Thank You, United: More About User Experience Extending Past The Website

To my surprise, United Airlines is working with on the airline ticket issue. They understood my frustration, and want to resolve it because it is something that falls through the cracks. What they don’t know is this trip is for my friend’s 40th birthday. The irony of this is that my friend’s name is so rare, I don’t see how anyone can claim that we’re changing it to someone else.

If this goes through, I will tell everyone I know about the wonderful customer experience I had with United Airlines. Now they are going to work with Air Canada to change this. At least I didn’t spend $5,000 for a ticket like someone else did on Delta.

Companies don’t reach out to customers enough, and it even happens in the line of work that I do — we promise the customer X and the customer receives Y. It’s truly becoming a world where companies are taking the tact of “this is what you are going to get.” Seth Godin has a post on this regarding voice systems titled, “Should you fire the voice mail guy?” I now deal with them all the time when booking travel, and always have issues with them because I have a slight speech impedement.

Customers desperately want a great customer experience, so much so that word of mouth sites are very successful (i.e. Yelp).

Another story I relayed to a client: there have been studies done that when dealing with a website, the last thing people want to do is pick up the phone (or, can you spot a phone number anywhere on eBay or Amazon for customer service). They don’t want to send an email. What they really want to do is find an answer right then.

Additionally, people forget that internal customers are just as important as external customers. Read on over at Signal vs. Noise.
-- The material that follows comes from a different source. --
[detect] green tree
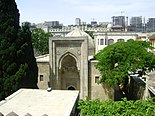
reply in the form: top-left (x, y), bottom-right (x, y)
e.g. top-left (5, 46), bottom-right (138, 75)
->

When running an intranet, the less people bug you for a document and the more they can find on their own, not only does it make them happier with their job satisfaction, it saves the company or organization money and makes the more productive.

Case in point: When I was a product manager at Escrow.com, we added reams of frequently asked questions, rewrote every single email so it was easy to understand, and guess what? Not only did customer touches drop 33 percent (customer touches defined as an email or phone call into the call center), but walk-up business to the site went up 25 percent per month, to the point where Escrow.com is now a profitable business.

Happy customers mean more customers. More customers mean more happy customers. You know what I mean?